Stepford est un village résidentiel de la banlieue new-yorkaise. C’est là que décident de s’installer Walter, un jeune avocat, sa femme Joanna et leurs deux enfants, tout à la joie de retrouver l’espace et la verdure après la vie harassante de Manhattan.
Jeune femme « libérée », Joanna a su préserver son autonomie, elle est intellectuellement épanouie et très « dans le vent ». Aussi est-elle frappée par le comportement de ses voisines : des femmes qui passent le plus clair de leur temps à faire leur ménage, nettoyer, cirer, briquer, frotter, tout en restant par ailleurs très soignées de leur personne. En un mot, le rêve de tous les maris !
Ceux-ci, d’ailleurs, ont constitué un club absolument fermé aux femmes, et qui tient ses assises dans une vieille maison entourée d’une haute palissade. Le soir, il s’en dégage une drôle d’odeur… Que peuvent bien faire là les hommes de Stepford ? s’interroge Joanna, dont le mari, lui aussi, a adhéré au club…
Avec deux autres nouvelles venues à Stepford, Joanna essaie de créer une association féminine. Mais ses deux amies ne tardent pas à se couler dans le moule des parfaites ménagères. Stupéfaite, puis soupçonneuse et enfin terrorisée, Joanna se demande si les femmes de Stepford ne sont pas victimes de leurs maris qui, grâce aux savants du club, les transformeraient selon leur désir – ou, qui sait même, les remplaceraient par des robots ?
Déployant ici le même art insidieux que dans Rosemary’s Baby, Ira Levin laisse monter peu à peu en son héroïne – et en nous – une véritable angoisse. Et, lorsque Joanna tente de fuir Stepford sous la neige, à travers les bois, l’extraordinaire suspense est à son comble. Ce roman plein de cruauté, mais parfois aussi d’humour, décrit avec une rare intensité le cauchemar aseptisé et climatisé qui, dans leur vie quotidienne, guette les Américains d’aujourd’hui - et les européens de demain.
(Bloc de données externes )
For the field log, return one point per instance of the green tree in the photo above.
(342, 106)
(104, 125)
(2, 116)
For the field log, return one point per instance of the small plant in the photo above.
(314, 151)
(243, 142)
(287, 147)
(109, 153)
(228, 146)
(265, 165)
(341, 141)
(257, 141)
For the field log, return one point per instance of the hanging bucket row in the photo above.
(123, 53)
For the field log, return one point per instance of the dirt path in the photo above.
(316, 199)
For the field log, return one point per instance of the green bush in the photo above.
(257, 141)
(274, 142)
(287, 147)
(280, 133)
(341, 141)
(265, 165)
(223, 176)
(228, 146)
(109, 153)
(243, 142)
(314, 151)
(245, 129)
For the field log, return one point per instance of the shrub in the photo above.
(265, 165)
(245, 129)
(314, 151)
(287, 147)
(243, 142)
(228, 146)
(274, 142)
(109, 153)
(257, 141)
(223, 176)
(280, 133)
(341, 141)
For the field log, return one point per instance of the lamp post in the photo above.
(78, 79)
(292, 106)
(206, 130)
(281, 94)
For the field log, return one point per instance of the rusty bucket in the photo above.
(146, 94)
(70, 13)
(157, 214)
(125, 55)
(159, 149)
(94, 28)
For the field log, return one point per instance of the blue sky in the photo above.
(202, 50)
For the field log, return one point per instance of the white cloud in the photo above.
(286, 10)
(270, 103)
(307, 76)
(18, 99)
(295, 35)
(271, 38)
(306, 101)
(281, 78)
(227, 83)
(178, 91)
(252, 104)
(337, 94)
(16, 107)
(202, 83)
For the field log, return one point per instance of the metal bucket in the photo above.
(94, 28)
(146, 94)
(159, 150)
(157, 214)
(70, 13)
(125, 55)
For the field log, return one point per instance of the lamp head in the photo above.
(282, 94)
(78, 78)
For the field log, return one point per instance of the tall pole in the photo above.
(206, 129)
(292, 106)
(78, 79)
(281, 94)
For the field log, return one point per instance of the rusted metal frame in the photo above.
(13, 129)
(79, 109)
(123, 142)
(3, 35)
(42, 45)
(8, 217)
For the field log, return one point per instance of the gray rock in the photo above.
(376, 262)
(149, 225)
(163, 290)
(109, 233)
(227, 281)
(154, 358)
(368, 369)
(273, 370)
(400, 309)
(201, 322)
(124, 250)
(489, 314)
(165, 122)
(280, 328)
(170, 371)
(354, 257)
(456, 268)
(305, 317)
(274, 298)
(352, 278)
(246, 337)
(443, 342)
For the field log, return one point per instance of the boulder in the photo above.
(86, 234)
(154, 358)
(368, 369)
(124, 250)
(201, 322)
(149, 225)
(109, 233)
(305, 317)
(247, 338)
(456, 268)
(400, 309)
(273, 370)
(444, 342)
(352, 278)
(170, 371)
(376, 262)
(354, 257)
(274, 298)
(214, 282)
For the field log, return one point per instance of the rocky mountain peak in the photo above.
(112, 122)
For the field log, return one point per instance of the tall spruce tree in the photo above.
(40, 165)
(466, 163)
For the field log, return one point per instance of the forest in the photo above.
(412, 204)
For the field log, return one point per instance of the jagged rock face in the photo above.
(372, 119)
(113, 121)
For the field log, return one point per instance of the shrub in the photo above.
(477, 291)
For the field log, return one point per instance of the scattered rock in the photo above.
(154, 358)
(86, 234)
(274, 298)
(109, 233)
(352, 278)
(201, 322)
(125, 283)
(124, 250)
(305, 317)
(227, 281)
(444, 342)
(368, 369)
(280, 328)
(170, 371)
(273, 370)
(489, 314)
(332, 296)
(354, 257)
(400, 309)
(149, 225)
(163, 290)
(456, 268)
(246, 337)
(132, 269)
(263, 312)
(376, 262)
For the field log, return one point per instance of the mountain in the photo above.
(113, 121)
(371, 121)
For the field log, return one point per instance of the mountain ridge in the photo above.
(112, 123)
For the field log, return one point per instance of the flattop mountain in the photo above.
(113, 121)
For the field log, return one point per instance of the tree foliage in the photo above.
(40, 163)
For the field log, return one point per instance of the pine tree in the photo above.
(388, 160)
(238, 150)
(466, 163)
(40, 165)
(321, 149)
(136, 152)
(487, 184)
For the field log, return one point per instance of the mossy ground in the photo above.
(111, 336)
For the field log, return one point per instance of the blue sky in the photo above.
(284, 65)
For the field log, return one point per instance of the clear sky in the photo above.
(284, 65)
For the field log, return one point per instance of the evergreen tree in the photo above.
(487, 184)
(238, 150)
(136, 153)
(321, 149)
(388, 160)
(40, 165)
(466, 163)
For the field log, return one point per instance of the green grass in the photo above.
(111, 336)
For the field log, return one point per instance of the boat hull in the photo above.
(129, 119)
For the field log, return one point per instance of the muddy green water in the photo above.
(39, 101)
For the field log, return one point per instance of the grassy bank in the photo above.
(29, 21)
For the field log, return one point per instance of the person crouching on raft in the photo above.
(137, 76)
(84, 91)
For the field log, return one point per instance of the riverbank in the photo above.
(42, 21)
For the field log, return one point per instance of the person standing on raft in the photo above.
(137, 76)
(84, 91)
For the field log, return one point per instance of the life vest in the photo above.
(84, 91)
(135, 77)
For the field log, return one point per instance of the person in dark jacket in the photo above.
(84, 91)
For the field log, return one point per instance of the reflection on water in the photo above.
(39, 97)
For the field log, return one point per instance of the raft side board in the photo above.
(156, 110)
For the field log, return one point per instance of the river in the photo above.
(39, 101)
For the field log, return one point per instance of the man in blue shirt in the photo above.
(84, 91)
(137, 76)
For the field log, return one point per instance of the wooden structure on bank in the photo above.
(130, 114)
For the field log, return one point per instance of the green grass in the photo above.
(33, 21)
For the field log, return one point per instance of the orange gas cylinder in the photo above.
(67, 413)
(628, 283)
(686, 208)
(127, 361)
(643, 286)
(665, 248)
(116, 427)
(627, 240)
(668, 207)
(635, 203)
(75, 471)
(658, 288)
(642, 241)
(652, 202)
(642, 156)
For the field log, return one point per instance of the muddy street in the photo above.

Ce nouvel ouvrage de l'auteur de Rosemary's Baby ne déçoit pas, bien que le thème soit beaucoup plus terre-à-terre et la terreur plus feutrée. A première vue, c'est l'illustration de Caza qui m'a déçu ; mais, après lecture, on comprend le pourquoi de ces seins agressivement sphériques et de cette chevelure blonde faite de copeaux de métal. Sont-elles conditionnées ou carrément remplacées par des automates, les femmes de cette petite ville provinciale, si préoccupées de tenir à la perfection leur « intérieur » et leur... extérieur qu'elles n'ont plus aucune vie personnelle ? Celle qui pourrait répondre, Joanna, l'héroïne, n'a pu finalement éviter le piège qu'elle avait senti ; et celle qui reste encore normale à la fin ne le verra pas parce que, Noire, le racisme lui cache le sexisme, Alors, peut-être science-fiction, mais peut-être portrait satirique, prémonitoire mais à peine extrapolé, de la femme d'Outre-Atlantique (et d'outre-Rhin, donc !) si efficacement décervelée qu'elle en vient à ressembler à l'image « idéale » d'elle-même que lui propose/impose la publicité : maîtresse de maison mettant toute sa fierté dans ses talents de consommatrice avisée, et amante mettant toute sa confiance dans le sex-appeal en bouteilles (selon le tout récent Captains of Consciousness de Stuart Ewen).